Dragon - an object oriented parser generator

Users guide

by Bjoern Lemke, Draft 01.09.2007

Dragon comes under the GNU Copyright
(C)opyright 2006, 2007 by Bjoern Lemke


Also there are ( beside of lex and yacc) a lot of parser generation tools are available, this is another implementation of a powerful parser generator. The dragon approach results in a consequent object oriented integrated scanner and parser solution and scales also for very large grammar defintions.

Since dragon parses LR(1) grammars, the generation algorithm is quite cpu intensive building the sets of LR(1) elements. Using LR(1) instead of LALR decreases efficiency of the parser but avoids some reduce/reduce conflicts in some cases. For huge grammar defintions, state-of-the-art hardware ( especially CPU ) is strongly recommended.

Dragon provides a very clean and structured way for the integration application specific context code. Further, dragon combines the lexical and syntactical analysis and the corresponding code generation. The grammar is completely defined in a single description file.

As a result, dragon generates C++ class code that can be in included as a parser class. From version 1.2, dragon also supports generation of Java code. The code integration and usages is quite similar.

From dragon version 1.3, LALR parser generation mode is also supported and is used as default.

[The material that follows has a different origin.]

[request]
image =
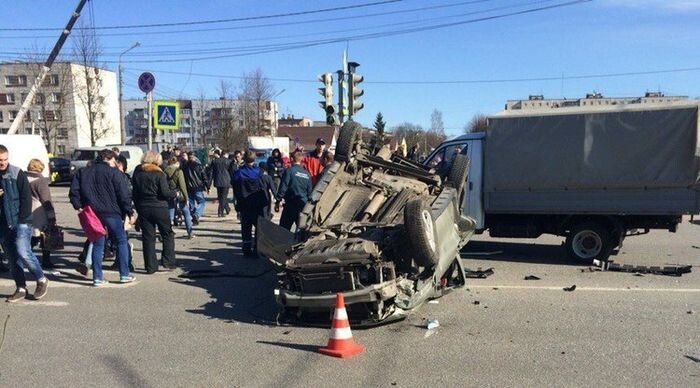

If you have built and tested the dragon software and find it useful ( or not ), I appreciate some feedback from you. Thanks in advance !

Table of Contents (TOC)

1. Who should use it ?
2. Getting Started
2.1. ... Java code generation
2.2. ... C++ code generation
3. Grammar definition
3.1. ... Header
3.2. ... Tokenset
3.3. ... Productions
4. Generating the parser
4.1. ... Parser conflicts
4.1.1. ... Shift/reduce conflict
4.1.2. ... Reduce/reduce conflict
5. Semantic actions
5.1. ... Sample action method
6. Advanced scanner feed
7. Parser analysis mode
8. Conclusion

1. Who should use it ?

Back to TOC

Dragon is an appropriate tool for those C++ and Java programmers, who need a parser for any specific grammar ( LR(1) ). Since the integration can be done very smooth, a complete parser application can be written very fast.
To use dragon, you should be familiar with the concept of context free ( programming ) languages in terms of lexical and syntactical analysis. A basic understanding of the principles of a scanner and parser modul in general is required to understand and use this parser generator.

2. Getting started

Back to TOC

To get into the flow of dragon, we start with a small sample grammar description which can be feeded directly into dragon. The grammar given below can be created using any simple text editor.
@ Sample Dragon description 
@ 
HEADER 
SEPIGNORE '\t' 
SEPIGNORE ' '
END

TOKENSET 
a  :  a
b  :  b
c  :  c    
END 

PRODUCTIONSET
Start	:	S a  ; A1
S	:	C C ; A2
C	:	b C ; A5
C	:	c ; A3
END
As we look to the grammar description more closely, the file consists of three sections.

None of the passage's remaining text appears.